One Hundred Years from Now, 2013
24 x 27 inches
Courtesy Brancolini Grimaldi
EVE PLAYS DUCHAMP
Curated by Kevin Moore
4 October - 10 November 2013
Brancolini Grimaldi announces Eve Plays Duchamp, a group exhibition of three American artists - Tricia Lawless Murray, Heidi Snow and Hannah Whitaker - each working in a vein of feminist-inflected neo-Surrealism. The show is curated by Kevin Moore, an independent scholar and curator based in New York.
Establishing an historical basis for the exhibition, Kevin Moore writes:
"In 1963 the Pasadena Museum of Art hosted the first American retrospective of Marcel Duchamp. A stunt coinciding with the exhibition involved a young woman named Eve Babitz, who sat naked in the gallery for a chess match with the 76-year old Duchamp in front of one his most iconic works, Large Glass (1915 - 1925). If the goal of chess is "to mate," the tableau vivant of Eve Babitz and Duchamp effectively activated the Large Glass, "performing" that work's themes of coupling and sublimated desire, nuanced in the work's full title, The Bride Stripped Bare by Her Bachelors, Even."

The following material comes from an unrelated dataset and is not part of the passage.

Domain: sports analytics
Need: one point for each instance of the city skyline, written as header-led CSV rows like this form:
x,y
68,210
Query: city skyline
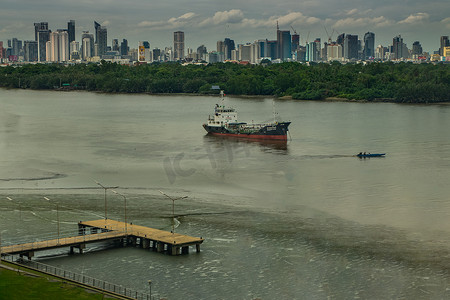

"While historical Surrealism has been criticized for its sexist treatment of women, the presence of Eve Babitz, sitting comfortably naked opposite one of the great masters of 20th-century art, challenges Surrealist ideas of patriarchal dominance. By 1963, many of the traditional social hierarchies referenced by historical Surrealism were being challenged and eroded. This was true for art-making as well, and in that sense Eve Babitz might be seen as representing feministbased art practices to come - a woman playing to traditional roles yet turning the tables by embracing the themes and strategies of an older generation of male artists to rebellious and provocative effect. Eve is stripped bare, but on her own terms, so we might call the match now even."

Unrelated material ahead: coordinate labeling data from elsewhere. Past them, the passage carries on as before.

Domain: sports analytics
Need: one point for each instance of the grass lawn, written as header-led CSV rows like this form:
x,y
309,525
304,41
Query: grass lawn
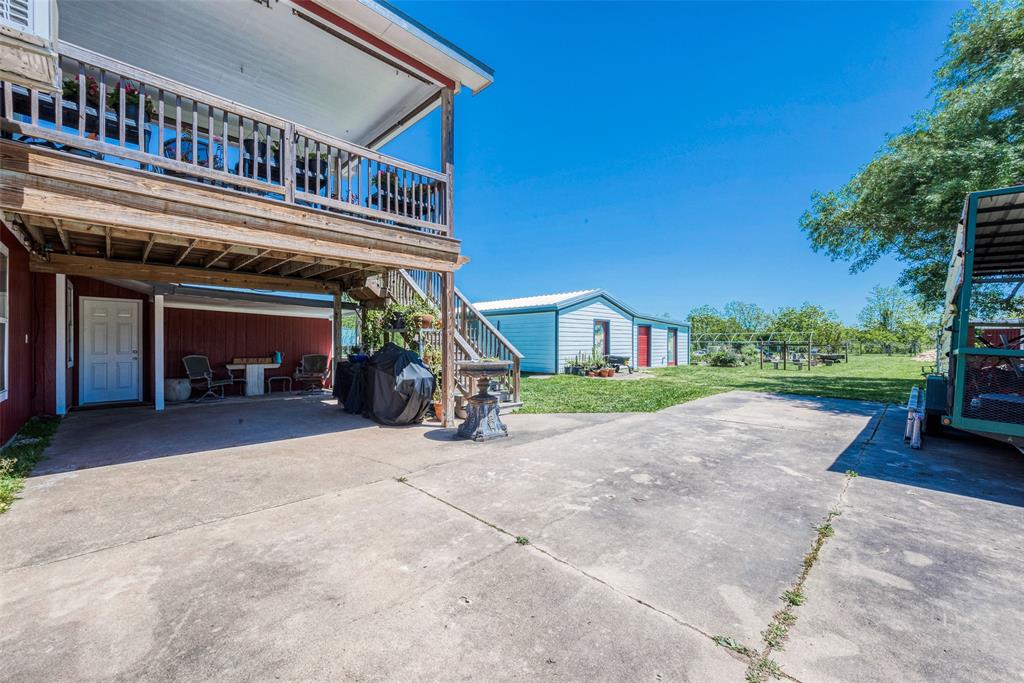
x,y
17,459
878,378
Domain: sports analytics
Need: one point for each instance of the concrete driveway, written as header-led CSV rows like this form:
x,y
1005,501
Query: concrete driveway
x,y
284,539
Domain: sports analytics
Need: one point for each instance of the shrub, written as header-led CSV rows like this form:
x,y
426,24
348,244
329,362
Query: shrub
x,y
724,359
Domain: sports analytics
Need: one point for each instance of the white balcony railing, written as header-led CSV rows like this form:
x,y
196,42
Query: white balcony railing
x,y
117,113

Tricia Lawless Murray is an LA-based artist working in photography, video, collage, sculpture and installation. Eve Plays Duchamp will feature work from Lawless Murray's recent series which reinterprets Marcel Duchamp's last work Étant Donnés in which the viewer peers through peepholes in a wooden door. The difference here is that Lawless Murray allows viewers to breach the barrier that existed in Duchamp's construction and enter the space of the diorama via her videos, collages and three-dimensional works. The works take their titles from songs rooted in American folk, blues, country and pop music as they relate to the seminal alternative country rock album, The Sweetheart of the Rodeo by The Byrds. These works represent the transition from the investigation of Duchamp's work to that of Western Americana as Lawless Murray begins to make visual her rendition of the "Great American Novel". Her agenda is to refashion works from the past to lend them a point of view that is contrarily ironic and romantic while maintaining the perspective of woman as visual provocateur as opposed to object of delectation.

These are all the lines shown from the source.